Behörden streiten über das Picknick des Scheichs im Naturschutzgebiet

Nach der hoheitlichen Mittagspause in einem Nettetaler Naturschutzgebiet weist die Staatskanzlei die Verantwortung von sich.

Nettetal/Düsseldorf. Das Picknick von Scheich Mohammed bin Raschid al-Maktum in einem Nettetaler Naturschutzgebiet schlägt hohe Wellen. Nach der exklusiven Berichterstattung unserer Zeitung am Donnerstag über die Mittagspause des Vize-Präsidenten der Vereinigten Arabischen Emirate (VAE) an den Krickenbecker Seen (Kreis Viersen) gibt es unter anderem in sozialen Netzwerken heftige Kritik an der Entscheidung der Stadt Nettetal, dem Emir und seinem Tross die „Rast“ zu gewähren. Auf Ebene der Behörden läuft ein Streit über die Verantwortung in dieser Thematik.

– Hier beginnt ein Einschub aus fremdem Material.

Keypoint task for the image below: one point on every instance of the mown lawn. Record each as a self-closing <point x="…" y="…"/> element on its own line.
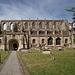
<point x="4" y="54"/>
<point x="42" y="64"/>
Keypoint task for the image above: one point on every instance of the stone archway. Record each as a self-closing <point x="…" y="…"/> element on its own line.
<point x="13" y="44"/>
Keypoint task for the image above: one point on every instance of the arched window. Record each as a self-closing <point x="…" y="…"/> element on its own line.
<point x="33" y="41"/>
<point x="26" y="25"/>
<point x="55" y="26"/>
<point x="40" y="25"/>
<point x="50" y="41"/>
<point x="15" y="28"/>
<point x="33" y="26"/>
<point x="66" y="40"/>
<point x="11" y="26"/>
<point x="0" y="41"/>
<point x="43" y="41"/>
<point x="19" y="24"/>
<point x="47" y="26"/>
<point x="58" y="41"/>
<point x="4" y="26"/>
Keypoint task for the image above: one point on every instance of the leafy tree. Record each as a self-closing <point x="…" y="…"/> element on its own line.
<point x="72" y="10"/>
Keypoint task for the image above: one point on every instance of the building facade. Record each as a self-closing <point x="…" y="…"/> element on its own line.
<point x="25" y="34"/>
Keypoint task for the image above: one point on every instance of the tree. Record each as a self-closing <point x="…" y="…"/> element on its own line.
<point x="72" y="10"/>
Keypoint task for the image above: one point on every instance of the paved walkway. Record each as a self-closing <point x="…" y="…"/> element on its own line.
<point x="12" y="66"/>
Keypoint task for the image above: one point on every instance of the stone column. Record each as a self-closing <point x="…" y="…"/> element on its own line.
<point x="62" y="41"/>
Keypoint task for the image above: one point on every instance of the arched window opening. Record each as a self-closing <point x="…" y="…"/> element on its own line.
<point x="50" y="41"/>
<point x="47" y="26"/>
<point x="55" y="26"/>
<point x="40" y="25"/>
<point x="4" y="26"/>
<point x="11" y="26"/>
<point x="66" y="40"/>
<point x="19" y="24"/>
<point x="33" y="41"/>
<point x="42" y="41"/>
<point x="15" y="28"/>
<point x="58" y="41"/>
<point x="26" y="26"/>
<point x="33" y="26"/>
<point x="0" y="41"/>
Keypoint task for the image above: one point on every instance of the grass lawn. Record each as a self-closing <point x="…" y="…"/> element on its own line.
<point x="42" y="64"/>
<point x="4" y="54"/>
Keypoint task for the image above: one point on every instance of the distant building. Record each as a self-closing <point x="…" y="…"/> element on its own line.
<point x="19" y="34"/>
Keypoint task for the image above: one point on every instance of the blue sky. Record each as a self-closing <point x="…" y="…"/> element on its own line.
<point x="41" y="9"/>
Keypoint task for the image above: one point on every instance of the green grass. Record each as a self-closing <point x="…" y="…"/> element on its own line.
<point x="42" y="64"/>
<point x="4" y="54"/>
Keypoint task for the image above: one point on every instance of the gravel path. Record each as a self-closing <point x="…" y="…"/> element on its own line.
<point x="12" y="66"/>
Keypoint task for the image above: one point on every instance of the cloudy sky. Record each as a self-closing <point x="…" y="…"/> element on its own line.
<point x="41" y="9"/>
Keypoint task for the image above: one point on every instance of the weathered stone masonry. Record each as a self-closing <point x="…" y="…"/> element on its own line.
<point x="18" y="34"/>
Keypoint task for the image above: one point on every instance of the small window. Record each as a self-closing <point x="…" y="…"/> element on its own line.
<point x="5" y="26"/>
<point x="0" y="41"/>
<point x="58" y="41"/>
<point x="11" y="26"/>
<point x="43" y="41"/>
<point x="33" y="41"/>
<point x="33" y="26"/>
<point x="55" y="26"/>
<point x="13" y="36"/>
<point x="40" y="25"/>
<point x="66" y="40"/>
<point x="26" y="26"/>
<point x="47" y="26"/>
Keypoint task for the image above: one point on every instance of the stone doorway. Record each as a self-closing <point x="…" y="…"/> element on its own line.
<point x="13" y="44"/>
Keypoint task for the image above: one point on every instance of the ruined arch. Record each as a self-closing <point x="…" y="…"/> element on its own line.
<point x="50" y="41"/>
<point x="4" y="26"/>
<point x="11" y="26"/>
<point x="58" y="41"/>
<point x="13" y="44"/>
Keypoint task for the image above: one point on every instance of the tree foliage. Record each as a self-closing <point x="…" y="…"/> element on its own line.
<point x="72" y="10"/>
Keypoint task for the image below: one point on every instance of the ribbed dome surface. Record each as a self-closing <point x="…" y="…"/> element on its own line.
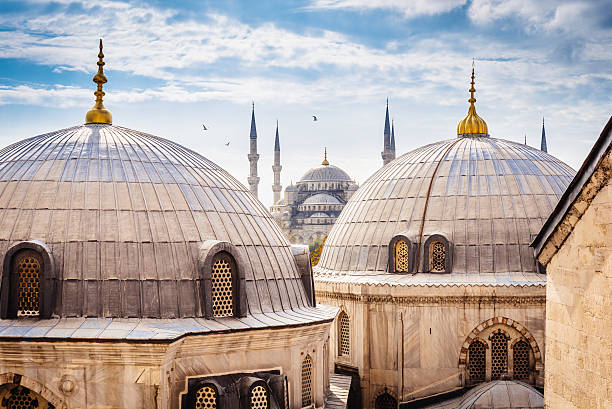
<point x="489" y="198"/>
<point x="325" y="173"/>
<point x="124" y="214"/>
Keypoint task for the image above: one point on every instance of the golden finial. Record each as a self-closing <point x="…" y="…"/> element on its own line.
<point x="325" y="162"/>
<point x="472" y="125"/>
<point x="98" y="114"/>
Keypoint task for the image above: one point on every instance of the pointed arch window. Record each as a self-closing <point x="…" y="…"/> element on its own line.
<point x="477" y="361"/>
<point x="344" y="334"/>
<point x="307" y="382"/>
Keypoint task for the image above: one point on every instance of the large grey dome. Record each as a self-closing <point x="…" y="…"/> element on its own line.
<point x="124" y="215"/>
<point x="489" y="198"/>
<point x="325" y="173"/>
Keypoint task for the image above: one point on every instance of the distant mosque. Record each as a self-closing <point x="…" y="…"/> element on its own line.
<point x="309" y="209"/>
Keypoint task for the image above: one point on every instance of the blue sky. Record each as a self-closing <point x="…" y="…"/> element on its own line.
<point x="173" y="66"/>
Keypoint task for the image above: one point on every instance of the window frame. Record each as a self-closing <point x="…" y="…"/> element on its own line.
<point x="47" y="281"/>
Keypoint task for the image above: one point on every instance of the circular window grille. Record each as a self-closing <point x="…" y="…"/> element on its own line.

Ein Sprecher der Stadt Nettetal hatte am Mittwoch gegenüber unserer Zeitung erklärt, dass die Botschaft der Emirate in Berlin, das Bundeskanzleramt und die Staatskanzlei NRW darum gebeten hätten, dem Herrscher von Dubai die Pause in der niederrheinischen Idylle zu gewähren.

Dieser Darstellung widerspricht die Staatskanzlei: Es habe keine Anfrage seitens der Staatskanzlei in Nettetal gegeben. Vielmehr habe die Stadt in Düsseldorf angefragt, weil „eine Abordnung des Scheichs vorstellig geworden sei und eine kurzfristige Nutzung des Seeufers beantragt habe“. „In dem Telefonat hat die Staatskanzlei deutlich gemacht, dass sie in keiner Weise auf die Entscheidungsfindung der örtlich zuständigen und nach Recht und Gesetz handelnden Behörden Einfluss nimmt“, heißt es in einer Stellungnahme der Landesbehörde.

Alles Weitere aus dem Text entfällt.